1770 LARC! Tours was set up 23 years ago by Des and Betty Mergard, who some regard as the heart and soul of the town. They built the marina, employed locals and started trips to the lighthouse. And the family dynasty continues today. 1770 LARC! Tours is run by their son Neil, while their other sons, John and Mark, and Mark’s wife, Katrina, operate the 1770reef tours to Lady Musgrave Island. 

Des died in 2013 but Betty continues to give. She’s known for helping those in need and when I meet her for coffee, she is on her way to deliver a baby outfit she has knitted for a friend. Betty has been honoured by local businesses: she has a variety of tea and a piece of jewellery named after her.

She remembers the first phone line, bitumen road, mains power, church, school, policeman, doctor, service station and accommodation coming to town. “It’s been an interesting 32 years,” she says with typical regional Queensland understatement.

“It’s the most beautiful part of Australia,” she adds with typical regional Queensland pride.

“God had a plan for 1770 and Des and I were just happy to be a part of it. We decided to get married when we were 14 years old. We had to wait, of course, but I consider myself blessed to have shared his life here.”

The town’s beauty extends to picturesque nature trails, too. One particularly enchanting stroll is the 400-metre Paperbark Forest Walk at Reedy Creek. Stepping stones and planks allow you to immerse yourself in a thick forest of paperbarks, cabbage palms and maidenhair ferns, croaking frogs and brightly coloured fungi. The Discovery Trail takes in the museum and beaches of Agnes Water, while the 1770 Butterfly Walk from Captain Cook Monument follows the shoreline of Round Hill Creek and has swarms of migrating blue tiger butterflies in autumn and winter. 

Whether it’s the warm weather or the chilled backpacker vibe, 1770 is relaxation central. Three local tourism operators – kayak-tour proprietors Simon and Janina Speck of 1770 Liquid Adventures; surfing instructor Wayne “Grom” Mellick of Reef 2 Beach Surf School (07 4974 9072); and Chris de Aboitiz, who specialises in getting dogs and their owners onto paddleboards – simply point to the water when I ask what drew them here.

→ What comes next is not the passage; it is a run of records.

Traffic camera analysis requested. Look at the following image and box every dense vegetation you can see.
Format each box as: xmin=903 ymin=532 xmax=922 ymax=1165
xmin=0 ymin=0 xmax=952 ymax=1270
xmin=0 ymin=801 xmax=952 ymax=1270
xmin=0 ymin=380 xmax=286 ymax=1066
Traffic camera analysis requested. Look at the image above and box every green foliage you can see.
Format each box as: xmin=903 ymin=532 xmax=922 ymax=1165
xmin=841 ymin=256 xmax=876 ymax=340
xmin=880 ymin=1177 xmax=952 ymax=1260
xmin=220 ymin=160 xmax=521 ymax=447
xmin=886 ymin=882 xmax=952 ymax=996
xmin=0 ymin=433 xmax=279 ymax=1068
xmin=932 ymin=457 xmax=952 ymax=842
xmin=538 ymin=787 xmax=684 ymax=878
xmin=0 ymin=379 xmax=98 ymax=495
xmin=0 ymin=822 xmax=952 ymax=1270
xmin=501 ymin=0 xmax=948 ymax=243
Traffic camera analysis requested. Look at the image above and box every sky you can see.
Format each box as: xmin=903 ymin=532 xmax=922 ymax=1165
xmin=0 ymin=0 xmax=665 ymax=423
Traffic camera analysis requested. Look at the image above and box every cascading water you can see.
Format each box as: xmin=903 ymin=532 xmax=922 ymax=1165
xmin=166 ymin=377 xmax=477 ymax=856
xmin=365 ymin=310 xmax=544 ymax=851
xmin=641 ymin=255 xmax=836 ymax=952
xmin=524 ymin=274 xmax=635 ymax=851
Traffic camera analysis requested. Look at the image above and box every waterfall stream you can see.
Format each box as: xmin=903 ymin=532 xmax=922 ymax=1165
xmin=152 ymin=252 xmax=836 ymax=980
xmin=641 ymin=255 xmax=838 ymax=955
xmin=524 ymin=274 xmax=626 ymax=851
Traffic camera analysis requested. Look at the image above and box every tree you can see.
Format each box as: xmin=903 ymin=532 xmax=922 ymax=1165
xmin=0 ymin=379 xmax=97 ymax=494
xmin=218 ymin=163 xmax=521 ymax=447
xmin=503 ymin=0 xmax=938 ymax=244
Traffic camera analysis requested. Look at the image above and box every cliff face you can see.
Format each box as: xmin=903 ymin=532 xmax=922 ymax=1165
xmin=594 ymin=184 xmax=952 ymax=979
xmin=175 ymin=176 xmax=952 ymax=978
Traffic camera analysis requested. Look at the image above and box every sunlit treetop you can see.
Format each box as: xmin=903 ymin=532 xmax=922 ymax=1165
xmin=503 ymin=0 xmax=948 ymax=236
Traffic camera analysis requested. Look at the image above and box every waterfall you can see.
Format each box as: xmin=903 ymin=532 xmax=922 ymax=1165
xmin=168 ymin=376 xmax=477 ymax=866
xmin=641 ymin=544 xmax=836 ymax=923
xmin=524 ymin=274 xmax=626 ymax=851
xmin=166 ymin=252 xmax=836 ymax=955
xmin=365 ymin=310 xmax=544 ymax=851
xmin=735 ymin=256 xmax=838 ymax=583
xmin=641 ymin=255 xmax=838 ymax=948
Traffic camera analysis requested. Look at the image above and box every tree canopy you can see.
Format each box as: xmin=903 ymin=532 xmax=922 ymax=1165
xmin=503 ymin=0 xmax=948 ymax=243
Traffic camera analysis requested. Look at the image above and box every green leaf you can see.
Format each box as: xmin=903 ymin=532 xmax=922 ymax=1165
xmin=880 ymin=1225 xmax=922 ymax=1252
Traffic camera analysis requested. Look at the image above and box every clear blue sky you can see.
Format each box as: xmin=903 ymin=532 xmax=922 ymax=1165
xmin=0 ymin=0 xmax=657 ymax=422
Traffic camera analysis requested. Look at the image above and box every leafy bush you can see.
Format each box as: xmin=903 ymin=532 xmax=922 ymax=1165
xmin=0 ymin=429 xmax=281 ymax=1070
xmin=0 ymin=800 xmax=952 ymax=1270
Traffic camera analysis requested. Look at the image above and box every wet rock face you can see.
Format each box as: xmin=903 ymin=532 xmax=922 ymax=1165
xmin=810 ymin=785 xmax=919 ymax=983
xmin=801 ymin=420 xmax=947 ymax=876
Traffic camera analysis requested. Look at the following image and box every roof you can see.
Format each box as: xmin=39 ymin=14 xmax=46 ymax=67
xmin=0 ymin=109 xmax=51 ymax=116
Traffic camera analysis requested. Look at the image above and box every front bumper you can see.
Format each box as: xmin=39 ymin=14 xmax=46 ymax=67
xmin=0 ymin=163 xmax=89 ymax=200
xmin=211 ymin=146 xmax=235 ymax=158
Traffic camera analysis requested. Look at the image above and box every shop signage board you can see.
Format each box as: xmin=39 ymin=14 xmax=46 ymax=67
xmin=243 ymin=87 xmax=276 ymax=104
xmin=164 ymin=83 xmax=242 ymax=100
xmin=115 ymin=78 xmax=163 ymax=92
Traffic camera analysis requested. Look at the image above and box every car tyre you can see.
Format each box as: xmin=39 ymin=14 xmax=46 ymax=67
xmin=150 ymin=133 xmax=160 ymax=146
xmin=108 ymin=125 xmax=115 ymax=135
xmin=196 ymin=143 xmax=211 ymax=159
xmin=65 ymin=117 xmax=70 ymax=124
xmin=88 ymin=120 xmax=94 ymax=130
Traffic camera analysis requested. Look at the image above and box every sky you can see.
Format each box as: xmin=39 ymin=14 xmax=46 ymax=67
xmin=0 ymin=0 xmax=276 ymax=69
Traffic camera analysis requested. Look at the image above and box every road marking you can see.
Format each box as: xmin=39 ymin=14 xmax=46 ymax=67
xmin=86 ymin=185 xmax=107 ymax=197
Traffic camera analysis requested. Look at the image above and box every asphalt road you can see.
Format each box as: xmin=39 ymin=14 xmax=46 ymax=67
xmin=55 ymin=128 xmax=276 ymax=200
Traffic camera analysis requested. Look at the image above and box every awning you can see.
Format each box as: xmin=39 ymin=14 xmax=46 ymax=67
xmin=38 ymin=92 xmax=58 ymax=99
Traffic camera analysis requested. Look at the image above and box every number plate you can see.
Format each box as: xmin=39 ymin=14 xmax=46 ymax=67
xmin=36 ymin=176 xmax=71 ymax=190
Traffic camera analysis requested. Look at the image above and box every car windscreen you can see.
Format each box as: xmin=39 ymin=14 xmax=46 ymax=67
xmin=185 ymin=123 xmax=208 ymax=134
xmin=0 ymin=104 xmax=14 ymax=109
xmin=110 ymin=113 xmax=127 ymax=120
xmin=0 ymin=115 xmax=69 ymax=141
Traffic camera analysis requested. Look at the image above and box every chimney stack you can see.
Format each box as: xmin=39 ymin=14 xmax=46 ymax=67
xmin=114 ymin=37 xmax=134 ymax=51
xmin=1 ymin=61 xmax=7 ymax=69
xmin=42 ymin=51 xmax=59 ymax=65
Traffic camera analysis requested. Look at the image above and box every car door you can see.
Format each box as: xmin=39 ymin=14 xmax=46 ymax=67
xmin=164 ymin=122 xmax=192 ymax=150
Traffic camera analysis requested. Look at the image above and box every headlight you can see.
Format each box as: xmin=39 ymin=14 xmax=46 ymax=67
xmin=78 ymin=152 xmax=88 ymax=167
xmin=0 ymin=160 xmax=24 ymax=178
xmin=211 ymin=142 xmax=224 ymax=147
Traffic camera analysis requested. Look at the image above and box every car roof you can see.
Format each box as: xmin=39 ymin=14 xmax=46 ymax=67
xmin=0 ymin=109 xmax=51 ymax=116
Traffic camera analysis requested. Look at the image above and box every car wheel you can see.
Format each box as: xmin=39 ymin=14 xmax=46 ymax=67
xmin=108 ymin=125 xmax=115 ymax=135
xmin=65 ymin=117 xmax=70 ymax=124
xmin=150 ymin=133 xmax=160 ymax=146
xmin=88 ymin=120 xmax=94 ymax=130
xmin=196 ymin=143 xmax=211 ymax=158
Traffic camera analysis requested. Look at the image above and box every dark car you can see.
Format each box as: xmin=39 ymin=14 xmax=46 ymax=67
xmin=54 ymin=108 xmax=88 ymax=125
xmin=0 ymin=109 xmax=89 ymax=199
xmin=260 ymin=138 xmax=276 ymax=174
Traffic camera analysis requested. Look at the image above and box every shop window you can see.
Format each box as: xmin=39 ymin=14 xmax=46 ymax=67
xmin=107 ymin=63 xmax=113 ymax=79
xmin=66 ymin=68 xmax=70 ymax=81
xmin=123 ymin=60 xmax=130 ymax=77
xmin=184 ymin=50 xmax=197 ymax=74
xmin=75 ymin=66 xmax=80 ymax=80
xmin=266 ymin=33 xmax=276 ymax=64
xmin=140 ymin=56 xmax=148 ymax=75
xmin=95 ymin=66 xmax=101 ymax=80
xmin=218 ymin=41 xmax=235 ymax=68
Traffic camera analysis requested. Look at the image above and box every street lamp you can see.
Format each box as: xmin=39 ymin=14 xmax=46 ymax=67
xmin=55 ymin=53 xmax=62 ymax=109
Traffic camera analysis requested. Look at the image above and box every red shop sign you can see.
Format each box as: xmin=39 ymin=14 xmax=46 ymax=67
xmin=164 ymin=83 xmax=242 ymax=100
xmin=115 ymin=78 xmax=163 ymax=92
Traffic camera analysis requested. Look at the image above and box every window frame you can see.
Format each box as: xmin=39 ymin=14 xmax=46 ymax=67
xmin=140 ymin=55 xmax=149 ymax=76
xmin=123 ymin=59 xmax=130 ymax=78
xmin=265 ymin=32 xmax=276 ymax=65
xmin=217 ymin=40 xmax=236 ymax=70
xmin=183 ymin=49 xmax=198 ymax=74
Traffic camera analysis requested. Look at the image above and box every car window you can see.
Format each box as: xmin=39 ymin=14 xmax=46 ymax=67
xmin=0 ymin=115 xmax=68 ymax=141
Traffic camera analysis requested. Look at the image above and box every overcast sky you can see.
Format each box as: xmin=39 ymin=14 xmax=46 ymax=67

Chris is especially zen. He looks 20 years younger than his 54 years and is a renowned “dog whisperer” in these parts. He grew up in Hawaii and when he moved here five years ago, he – and his dogs – were an instant hit. Seeing Chris at his “office” on the 1770 foreshore, or in one of his many videos, it’s clear that dogs just love him.

“People are more relaxed with their dogs here. And so are the authorities,” he smiles. “I don’t train dogs, I train people. I combine my love of dogs and water sports and everyone has fun, especially when we paddle out to the sandbar and run around.”

Chris has five dogs, all rescues or giveaways, and his relationship with them is based on mutual respect and manners. “Dogs are brilliant teachers,” he says. “My 15-year-old border collie, Lani, has taught me everything.” 

In May, Chris unofficially broke the highly sought-after world record for the most dogs on a stand-up paddleboard. “Lots of people turned up so their dogs could be world-record holders,” he says. “It was like soccer mums dropping their kids off. We did it a couple of times because a few dogs abandoned ship early. Our best was 26 dogs.”

Plans are afoot for the Endeavour replica to retrace the original ship’s momentous journey in 2020, to mark 250 years since Cook’s voyage. The nation’s attention will be focused on the Sydney part of the remembrance but up here in 1770, that will be just the curtain-raiser to the main event.